All developers were, at one time, forced to use fairly chunky pixel art in their games due to technological restrictions. Chances are, were the technology available, Mega Man would have looked more like Mega Man 8. Back then, pixel art wasn't a stylistic choice at all. It was how games looked. And back then, Mega Man games looked good, both artistically and in terms of graphical power.Now the world of game graphics has opened up significantly. You can make a game that looks as much like a cartoon as Dragon's Lair did -- and have it be an actual game! Or you can go down the route of most developers, and try to make the most realistic-looking 3D game you can. Even hobbyists can make games in much higher resolutions than Mega Man ever had on the NES. So that means that 256x240, 8-bit pixel art is obsolete, right?

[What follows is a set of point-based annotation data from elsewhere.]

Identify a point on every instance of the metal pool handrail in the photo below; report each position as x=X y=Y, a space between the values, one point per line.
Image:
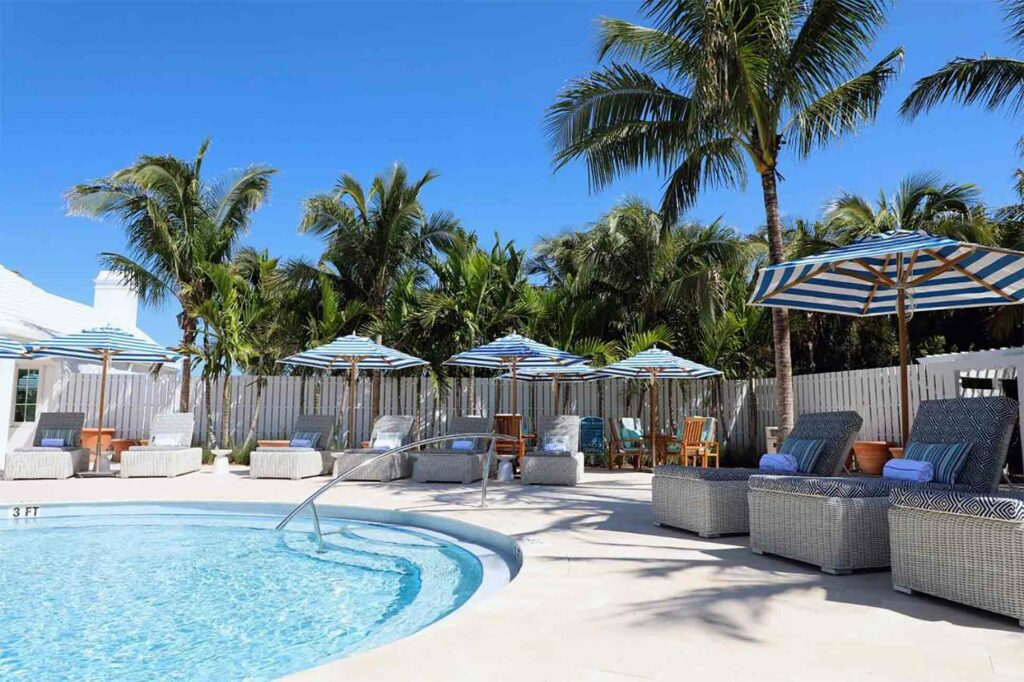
x=308 y=502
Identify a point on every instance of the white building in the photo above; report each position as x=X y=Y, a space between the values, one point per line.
x=30 y=313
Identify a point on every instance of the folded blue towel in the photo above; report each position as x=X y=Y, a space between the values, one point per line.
x=915 y=470
x=781 y=463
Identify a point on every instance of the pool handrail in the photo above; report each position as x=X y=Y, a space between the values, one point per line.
x=308 y=502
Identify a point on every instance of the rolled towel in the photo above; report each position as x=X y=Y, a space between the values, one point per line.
x=918 y=471
x=781 y=463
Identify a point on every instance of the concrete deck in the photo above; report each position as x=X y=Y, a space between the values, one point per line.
x=606 y=595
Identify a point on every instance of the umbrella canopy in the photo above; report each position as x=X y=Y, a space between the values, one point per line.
x=11 y=350
x=353 y=352
x=891 y=272
x=103 y=344
x=652 y=365
x=514 y=352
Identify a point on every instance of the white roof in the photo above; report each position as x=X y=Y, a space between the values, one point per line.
x=993 y=357
x=29 y=312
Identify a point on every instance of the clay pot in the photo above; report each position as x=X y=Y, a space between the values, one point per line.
x=871 y=456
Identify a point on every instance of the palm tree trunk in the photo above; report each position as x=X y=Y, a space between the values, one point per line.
x=779 y=316
x=250 y=440
x=187 y=325
x=225 y=411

Technologically, maybe. In terms of art, quite the opposite. Now that games don't have to have big, jagged pixels, doing so is a stylistic choice. Generally, companies don't design games to intentionally look ugly. Thus, Capcom thought that Mega Man 9's NES style would look good. And they were right.

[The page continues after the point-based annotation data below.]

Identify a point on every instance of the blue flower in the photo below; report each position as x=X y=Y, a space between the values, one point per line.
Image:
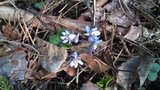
x=75 y=60
x=93 y=38
x=92 y=32
x=68 y=37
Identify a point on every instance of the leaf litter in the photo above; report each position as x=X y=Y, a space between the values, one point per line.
x=33 y=51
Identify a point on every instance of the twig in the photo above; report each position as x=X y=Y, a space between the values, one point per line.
x=27 y=45
x=76 y=76
x=117 y=58
x=94 y=13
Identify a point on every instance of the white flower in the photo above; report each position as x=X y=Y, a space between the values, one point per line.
x=69 y=37
x=92 y=32
x=75 y=60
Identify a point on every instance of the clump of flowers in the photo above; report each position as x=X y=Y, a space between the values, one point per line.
x=75 y=60
x=93 y=37
x=68 y=37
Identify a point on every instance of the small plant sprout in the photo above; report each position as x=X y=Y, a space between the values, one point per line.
x=93 y=38
x=75 y=60
x=68 y=37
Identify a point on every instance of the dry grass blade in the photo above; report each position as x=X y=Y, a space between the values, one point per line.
x=94 y=63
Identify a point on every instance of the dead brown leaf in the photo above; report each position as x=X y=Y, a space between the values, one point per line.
x=9 y=33
x=89 y=86
x=14 y=65
x=133 y=33
x=136 y=68
x=118 y=17
x=94 y=63
x=81 y=48
x=52 y=56
x=70 y=70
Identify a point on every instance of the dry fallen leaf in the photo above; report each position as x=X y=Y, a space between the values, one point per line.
x=81 y=48
x=118 y=17
x=70 y=71
x=9 y=33
x=89 y=86
x=14 y=65
x=52 y=56
x=133 y=33
x=94 y=63
x=132 y=69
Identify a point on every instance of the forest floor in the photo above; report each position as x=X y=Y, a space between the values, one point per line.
x=79 y=44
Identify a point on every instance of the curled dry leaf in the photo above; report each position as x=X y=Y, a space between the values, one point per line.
x=52 y=56
x=89 y=86
x=9 y=33
x=81 y=48
x=70 y=71
x=133 y=33
x=94 y=63
x=14 y=65
x=118 y=17
x=130 y=71
x=34 y=71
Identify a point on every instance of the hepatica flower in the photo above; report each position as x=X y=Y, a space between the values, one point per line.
x=93 y=37
x=68 y=37
x=75 y=60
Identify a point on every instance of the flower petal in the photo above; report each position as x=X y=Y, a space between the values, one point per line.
x=71 y=36
x=88 y=29
x=94 y=46
x=95 y=33
x=76 y=39
x=67 y=32
x=74 y=54
x=63 y=37
x=75 y=65
x=71 y=64
x=99 y=41
x=94 y=29
x=80 y=62
x=65 y=41
x=87 y=34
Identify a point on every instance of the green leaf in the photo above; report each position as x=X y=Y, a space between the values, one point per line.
x=152 y=76
x=39 y=5
x=66 y=45
x=55 y=39
x=104 y=83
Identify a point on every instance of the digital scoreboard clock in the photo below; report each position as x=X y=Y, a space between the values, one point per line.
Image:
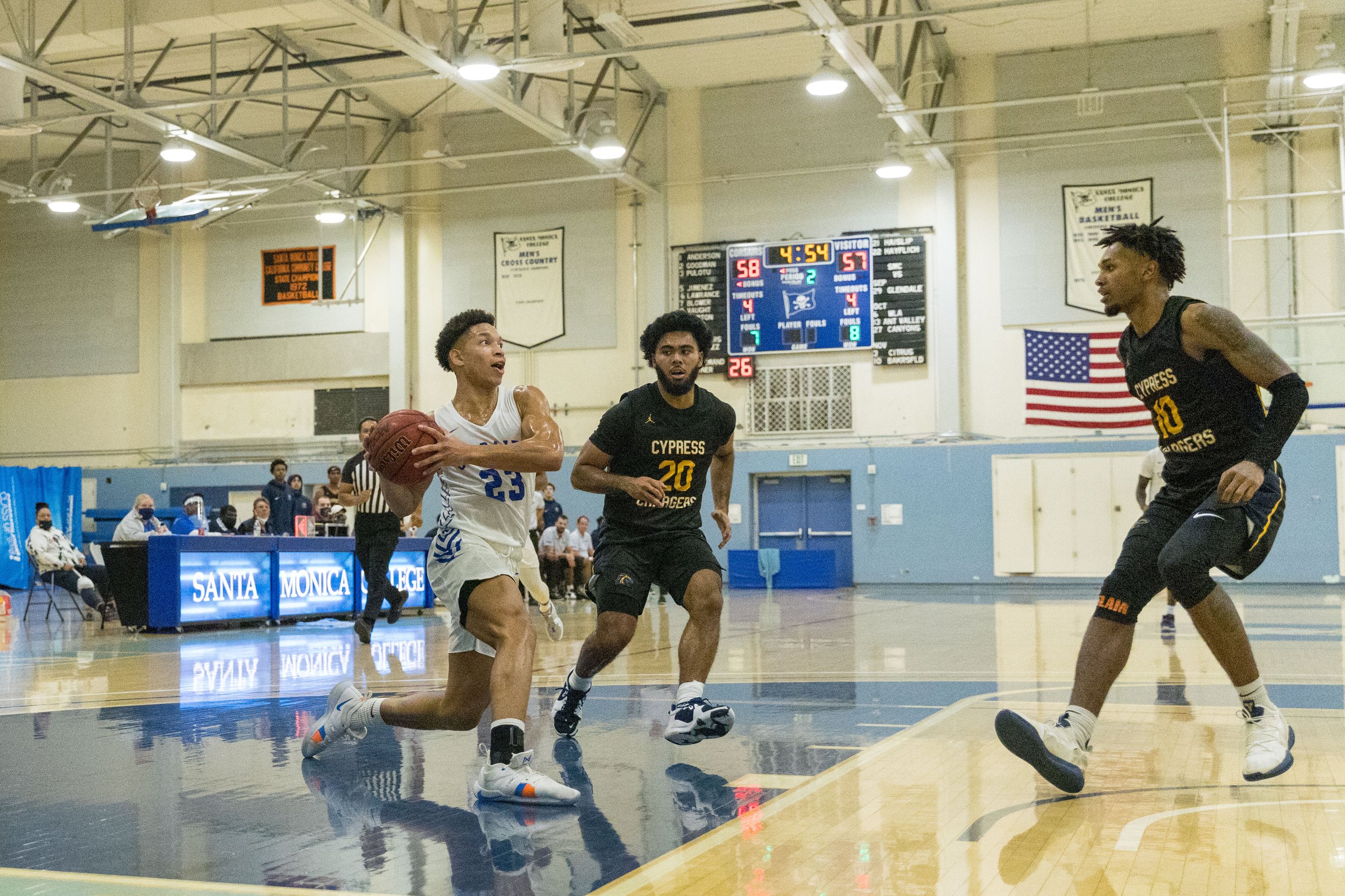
x=799 y=296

Gamers have, for too long, associated graphical technology with aesthetics -- something has to have very new graphics to look good. Capcom has turned that on its head by accepting NES-esque graphics as a perfectly viable art style for 2008. They've acknowledged that pixel art can look good -- that there is a reason to use it other than hardware constraints. Gamers have known this forever, but this is a great deal more progressive for a developer than even the most high-resolution, high-polygon 3D engine. And it's a bold move that should resonate with Wii gamers, who have been having to put up with the best 3D engines developers can put together on a tiny budget. Why not use that same budget to make something that looks cool?
For that matter, using pixel art at a lower budget enables companies to make more 2D games. Games are far too expensive to make now, and if a game as great as Mega Man 9 can be made cheaply, it may encourage other developers to go the same route and revive wonderful, but lost, game series.

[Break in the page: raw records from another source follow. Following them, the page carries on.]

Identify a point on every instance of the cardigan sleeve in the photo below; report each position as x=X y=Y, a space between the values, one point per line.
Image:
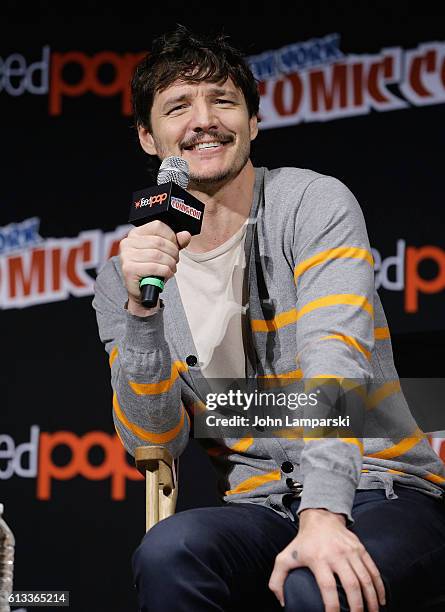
x=334 y=276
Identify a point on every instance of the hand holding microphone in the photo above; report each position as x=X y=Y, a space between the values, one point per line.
x=166 y=217
x=151 y=250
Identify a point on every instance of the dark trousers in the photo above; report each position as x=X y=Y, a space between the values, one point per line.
x=221 y=558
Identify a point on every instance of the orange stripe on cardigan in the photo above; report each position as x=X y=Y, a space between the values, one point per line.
x=381 y=333
x=143 y=434
x=239 y=447
x=254 y=482
x=292 y=315
x=337 y=253
x=401 y=447
x=351 y=341
x=351 y=440
x=113 y=355
x=386 y=390
x=161 y=386
x=427 y=476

Even though there's less detail and a lower cost, Mega Man 9 shouldn't be seen as the easy way. Capcom and Inticreates had to make new environments and sprites that could stand side by side with the other NES games. They had to make a game that looked convincingly like an 8-bit Mega Man game rather than an imitation. That takes considerable talent in skills that are mostly lost to big developers. And I think most people, regardless of what they think about Mega Man 9, can recognize that they succeeded in that effort.